Por fin se determinó que el edificio sería demolido mediante sucesivas implosiones, a cargo del expertos militares, y, acorde con dicha determinación, efectivos del Ejército se encargaron de custodiarlo.
El abandono en que cayó el lugar, apenas alterado por su utilización temporal como set de filmación de algunas series televisivas, trajo aparejada la inseguridad de su entorno. Los vecinos redoblaron sus quejas y al filo del vencimiento de los plazos establecidos, el Gobierno de la Ciudad de Buenos Aires definió el convenio para que desde principios del año próximo empiece la postergada demolición.
Es correcto inferir que las obras públicas no sólo tienen que ser sustentables, sino también creíbles.
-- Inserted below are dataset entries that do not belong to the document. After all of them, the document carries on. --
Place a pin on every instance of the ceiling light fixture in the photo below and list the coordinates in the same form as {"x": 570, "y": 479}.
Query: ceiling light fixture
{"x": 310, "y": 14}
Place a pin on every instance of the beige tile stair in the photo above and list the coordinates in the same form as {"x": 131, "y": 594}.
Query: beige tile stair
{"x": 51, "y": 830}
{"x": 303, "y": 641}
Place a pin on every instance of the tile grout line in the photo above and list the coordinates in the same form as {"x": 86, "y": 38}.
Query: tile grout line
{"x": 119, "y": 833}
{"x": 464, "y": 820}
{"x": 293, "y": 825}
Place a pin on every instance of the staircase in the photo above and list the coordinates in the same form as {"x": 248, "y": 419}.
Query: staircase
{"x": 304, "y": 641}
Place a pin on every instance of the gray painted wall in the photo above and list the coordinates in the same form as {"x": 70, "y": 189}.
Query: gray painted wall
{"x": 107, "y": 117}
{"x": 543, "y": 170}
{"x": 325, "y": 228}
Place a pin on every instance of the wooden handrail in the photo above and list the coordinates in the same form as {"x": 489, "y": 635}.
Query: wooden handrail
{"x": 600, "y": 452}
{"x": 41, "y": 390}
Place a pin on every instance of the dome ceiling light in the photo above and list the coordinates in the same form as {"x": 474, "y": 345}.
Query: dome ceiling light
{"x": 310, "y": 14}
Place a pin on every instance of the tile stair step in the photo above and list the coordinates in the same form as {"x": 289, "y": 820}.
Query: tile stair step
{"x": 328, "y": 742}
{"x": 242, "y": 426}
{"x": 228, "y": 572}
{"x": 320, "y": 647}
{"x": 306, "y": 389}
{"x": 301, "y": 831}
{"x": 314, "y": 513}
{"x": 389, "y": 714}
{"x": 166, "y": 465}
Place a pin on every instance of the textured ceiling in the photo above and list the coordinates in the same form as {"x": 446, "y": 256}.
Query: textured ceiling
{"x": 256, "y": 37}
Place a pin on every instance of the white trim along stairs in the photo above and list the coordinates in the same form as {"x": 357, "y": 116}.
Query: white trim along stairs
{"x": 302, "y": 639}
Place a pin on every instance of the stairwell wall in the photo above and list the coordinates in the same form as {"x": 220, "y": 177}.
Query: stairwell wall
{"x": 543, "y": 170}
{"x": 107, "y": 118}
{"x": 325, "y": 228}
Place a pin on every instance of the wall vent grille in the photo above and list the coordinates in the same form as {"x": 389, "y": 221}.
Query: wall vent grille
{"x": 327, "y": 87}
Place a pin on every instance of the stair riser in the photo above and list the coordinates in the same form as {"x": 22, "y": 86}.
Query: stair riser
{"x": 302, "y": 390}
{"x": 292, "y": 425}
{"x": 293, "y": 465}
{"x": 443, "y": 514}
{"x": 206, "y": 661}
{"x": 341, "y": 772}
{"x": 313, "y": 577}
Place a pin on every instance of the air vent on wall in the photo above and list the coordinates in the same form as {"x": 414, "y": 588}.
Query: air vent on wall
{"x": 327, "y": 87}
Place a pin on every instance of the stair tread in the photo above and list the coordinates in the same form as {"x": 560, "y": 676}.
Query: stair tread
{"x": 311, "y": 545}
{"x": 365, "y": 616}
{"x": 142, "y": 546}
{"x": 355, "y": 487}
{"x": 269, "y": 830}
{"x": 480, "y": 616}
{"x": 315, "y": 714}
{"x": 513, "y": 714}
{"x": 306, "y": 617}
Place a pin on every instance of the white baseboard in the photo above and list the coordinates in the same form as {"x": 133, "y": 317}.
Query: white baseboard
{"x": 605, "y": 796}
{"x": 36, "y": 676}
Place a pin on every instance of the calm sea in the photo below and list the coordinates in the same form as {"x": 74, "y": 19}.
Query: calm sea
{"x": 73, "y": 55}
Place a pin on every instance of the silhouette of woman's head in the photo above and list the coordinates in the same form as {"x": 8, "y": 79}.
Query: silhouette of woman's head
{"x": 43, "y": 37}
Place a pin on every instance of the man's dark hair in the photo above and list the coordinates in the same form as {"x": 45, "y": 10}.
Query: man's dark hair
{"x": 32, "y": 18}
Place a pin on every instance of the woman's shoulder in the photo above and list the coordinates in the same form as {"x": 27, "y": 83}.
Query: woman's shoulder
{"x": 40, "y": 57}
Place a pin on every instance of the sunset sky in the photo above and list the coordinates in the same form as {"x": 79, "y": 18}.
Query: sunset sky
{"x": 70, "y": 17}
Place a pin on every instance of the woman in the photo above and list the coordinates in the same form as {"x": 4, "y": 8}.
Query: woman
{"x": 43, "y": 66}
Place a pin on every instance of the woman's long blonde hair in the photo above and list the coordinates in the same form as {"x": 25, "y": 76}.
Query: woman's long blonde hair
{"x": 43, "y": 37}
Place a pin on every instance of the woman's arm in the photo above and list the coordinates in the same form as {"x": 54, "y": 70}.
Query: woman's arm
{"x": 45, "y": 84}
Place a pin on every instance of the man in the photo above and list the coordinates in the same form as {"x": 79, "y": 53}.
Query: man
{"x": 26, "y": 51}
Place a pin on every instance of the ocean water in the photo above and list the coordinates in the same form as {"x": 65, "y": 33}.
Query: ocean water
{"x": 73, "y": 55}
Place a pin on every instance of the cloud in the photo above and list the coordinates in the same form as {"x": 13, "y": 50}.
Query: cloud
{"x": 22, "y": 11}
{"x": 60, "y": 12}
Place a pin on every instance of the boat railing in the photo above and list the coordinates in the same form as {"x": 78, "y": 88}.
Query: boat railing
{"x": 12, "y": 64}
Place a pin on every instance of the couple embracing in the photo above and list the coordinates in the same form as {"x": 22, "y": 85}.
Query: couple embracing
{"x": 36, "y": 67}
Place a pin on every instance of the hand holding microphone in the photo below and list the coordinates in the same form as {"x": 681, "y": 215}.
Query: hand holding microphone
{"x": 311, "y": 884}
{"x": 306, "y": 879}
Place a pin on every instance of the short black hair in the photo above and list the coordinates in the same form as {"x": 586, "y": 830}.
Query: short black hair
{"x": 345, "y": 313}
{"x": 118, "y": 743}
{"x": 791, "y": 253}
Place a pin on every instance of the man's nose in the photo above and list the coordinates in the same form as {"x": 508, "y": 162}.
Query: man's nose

Por muchos pretextos que pudieran ser interpuestos para tratar de justificarlas, tantas demoras -al igual que otras del mismo cuño, tales como los célebres reservorios que ahuyentarían el fantasma de las inundaciones en plena urbe- le quitan credibilidad a la prédica renovadora de las autoridades locales. Disminuyen, pues, la imprescindible confianza que la ciudadanía debe depositar en los funcionarios a los cuales le han encomendado administrar la ciudad en forma correcta y eficiente.